VC funding for the quarter declined 53% year-over-year, and 33% quarter-over-quarter, to $81 billion according to statistics from Crunchbase (opens in new tab).
This makes Q3 the weakest quarter for VC funding since the first quarter of 2020, when the pandemic initially kicked off.
Investment hit
Late-stage venture and growth funding were among the hardest-hit segments, with both seeing significant falls during 2022.
Around $40 billion was injected into the late-stage venture and private equity to venture-backed companies in the third quarter of 2022, a 40% decline quarter-over-quarter and a 63% fall year-over-year.
However, some segments were much more resilient.

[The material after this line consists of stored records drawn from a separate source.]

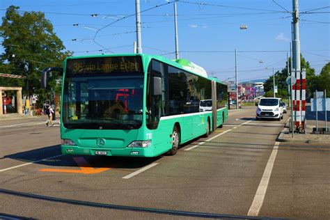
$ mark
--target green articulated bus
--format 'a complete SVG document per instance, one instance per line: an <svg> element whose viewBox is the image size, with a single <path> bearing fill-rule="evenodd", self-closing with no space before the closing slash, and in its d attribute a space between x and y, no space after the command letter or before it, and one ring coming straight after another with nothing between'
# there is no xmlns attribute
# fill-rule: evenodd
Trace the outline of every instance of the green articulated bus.
<svg viewBox="0 0 330 220"><path fill-rule="evenodd" d="M156 157L222 126L227 86L184 59L147 54L68 57L63 72L65 155Z"/></svg>

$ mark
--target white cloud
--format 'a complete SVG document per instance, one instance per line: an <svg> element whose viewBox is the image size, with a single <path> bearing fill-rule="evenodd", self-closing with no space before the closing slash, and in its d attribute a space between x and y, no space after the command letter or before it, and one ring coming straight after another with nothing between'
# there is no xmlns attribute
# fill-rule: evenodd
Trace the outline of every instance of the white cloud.
<svg viewBox="0 0 330 220"><path fill-rule="evenodd" d="M283 32L281 32L276 38L275 40L283 40L283 41L289 41L289 38L284 36Z"/></svg>
<svg viewBox="0 0 330 220"><path fill-rule="evenodd" d="M196 29L198 27L198 26L197 24L189 24L189 27L191 29Z"/></svg>
<svg viewBox="0 0 330 220"><path fill-rule="evenodd" d="M206 24L189 24L189 26L191 29L198 29L198 28L202 28L202 29L207 29L209 26Z"/></svg>

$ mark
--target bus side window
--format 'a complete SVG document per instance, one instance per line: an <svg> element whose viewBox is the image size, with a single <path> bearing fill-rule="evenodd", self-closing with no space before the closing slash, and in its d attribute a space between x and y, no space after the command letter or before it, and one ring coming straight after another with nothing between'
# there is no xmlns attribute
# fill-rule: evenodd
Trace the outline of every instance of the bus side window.
<svg viewBox="0 0 330 220"><path fill-rule="evenodd" d="M159 61L152 60L149 65L147 79L146 123L148 128L157 129L160 117L167 115L167 93L166 68ZM162 79L162 94L153 94L154 77Z"/></svg>

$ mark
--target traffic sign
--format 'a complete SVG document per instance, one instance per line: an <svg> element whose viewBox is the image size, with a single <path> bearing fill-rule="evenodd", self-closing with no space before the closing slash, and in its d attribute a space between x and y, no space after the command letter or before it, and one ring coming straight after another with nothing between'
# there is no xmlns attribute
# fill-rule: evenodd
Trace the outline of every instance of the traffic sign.
<svg viewBox="0 0 330 220"><path fill-rule="evenodd" d="M296 84L296 81L297 81L297 79L296 77L291 77L291 76L288 76L288 78L286 78L286 84L288 85L294 85Z"/></svg>

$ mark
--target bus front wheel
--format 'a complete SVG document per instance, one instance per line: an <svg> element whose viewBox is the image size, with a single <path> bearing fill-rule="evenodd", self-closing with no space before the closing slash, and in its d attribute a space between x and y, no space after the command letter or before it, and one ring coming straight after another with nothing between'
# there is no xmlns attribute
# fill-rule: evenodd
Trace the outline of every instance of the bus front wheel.
<svg viewBox="0 0 330 220"><path fill-rule="evenodd" d="M172 133L172 148L168 151L171 155L174 155L178 152L180 146L180 134L176 126L173 127Z"/></svg>
<svg viewBox="0 0 330 220"><path fill-rule="evenodd" d="M210 135L210 120L207 119L207 123L206 123L206 133L204 134L204 137L208 137Z"/></svg>

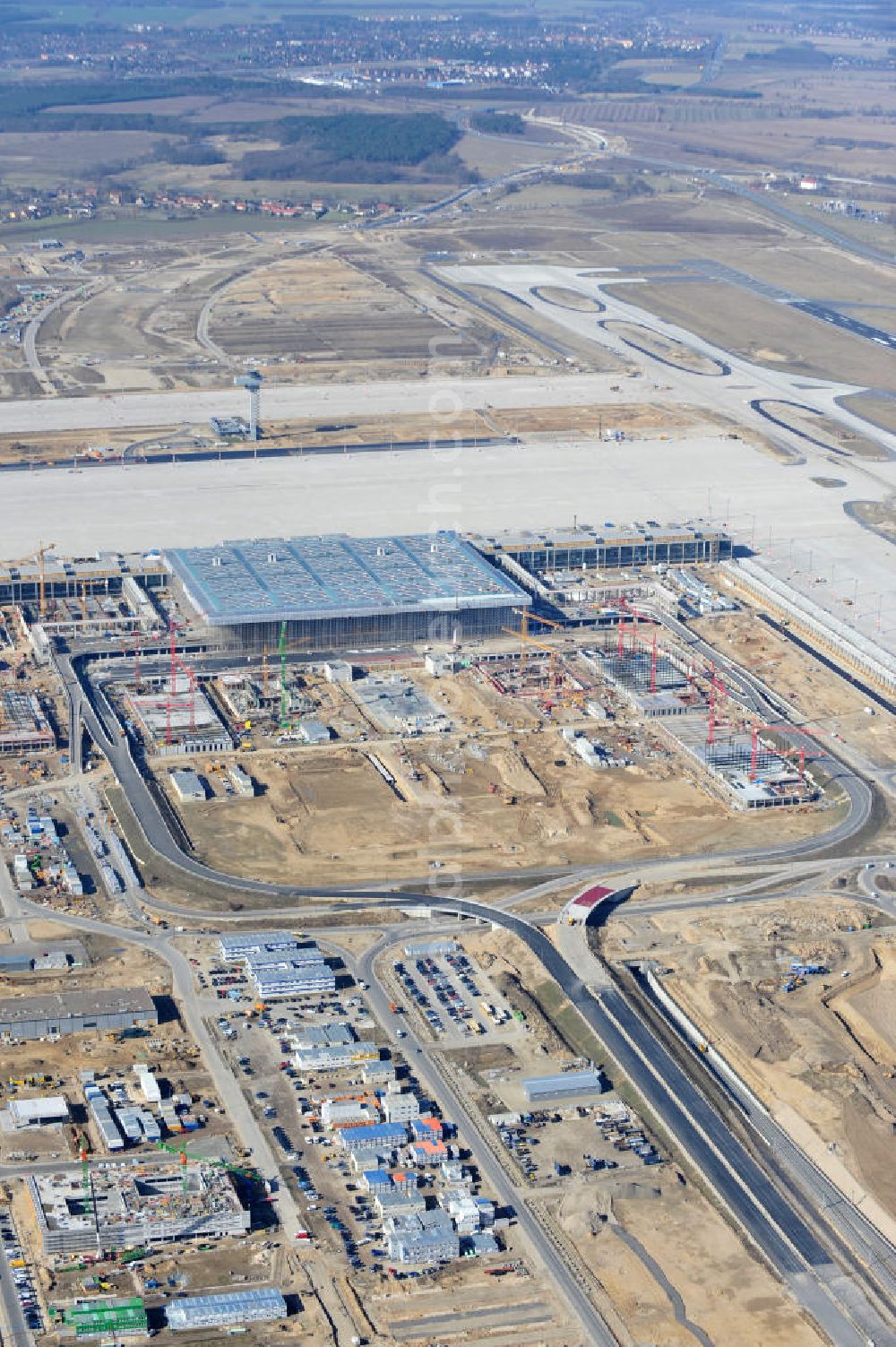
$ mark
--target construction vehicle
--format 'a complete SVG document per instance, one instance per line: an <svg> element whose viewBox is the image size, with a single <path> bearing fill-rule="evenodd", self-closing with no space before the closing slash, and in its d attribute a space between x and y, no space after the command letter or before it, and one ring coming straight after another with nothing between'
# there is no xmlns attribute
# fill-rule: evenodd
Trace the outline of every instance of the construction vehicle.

Global early-stage funding declined only 25% quarter-over-quarter and 39% year-over-year, to a total of $34 billion.
Series A funding held up extremely well comparatively, falling just 23% year-over-year, while Series B Funding dropped 54% in the same period.
Will funding recover?
Crunchbase argued that its “not entirely clear” if funding has hit rock bottom or if it will fall even more in Q4, as investment can slow down over the summer months
The publication also highlighted that the record sums fundraised in 2021 and the first part of 2022 could place “additional pressure” on the markets.
But it’s not all doom and gloom in the world of venture capital, Adobe recently announced the acquisition of online collaboration tool Figma for $20 billion, one of the largest acquisitions of a venture-backed private software company ever.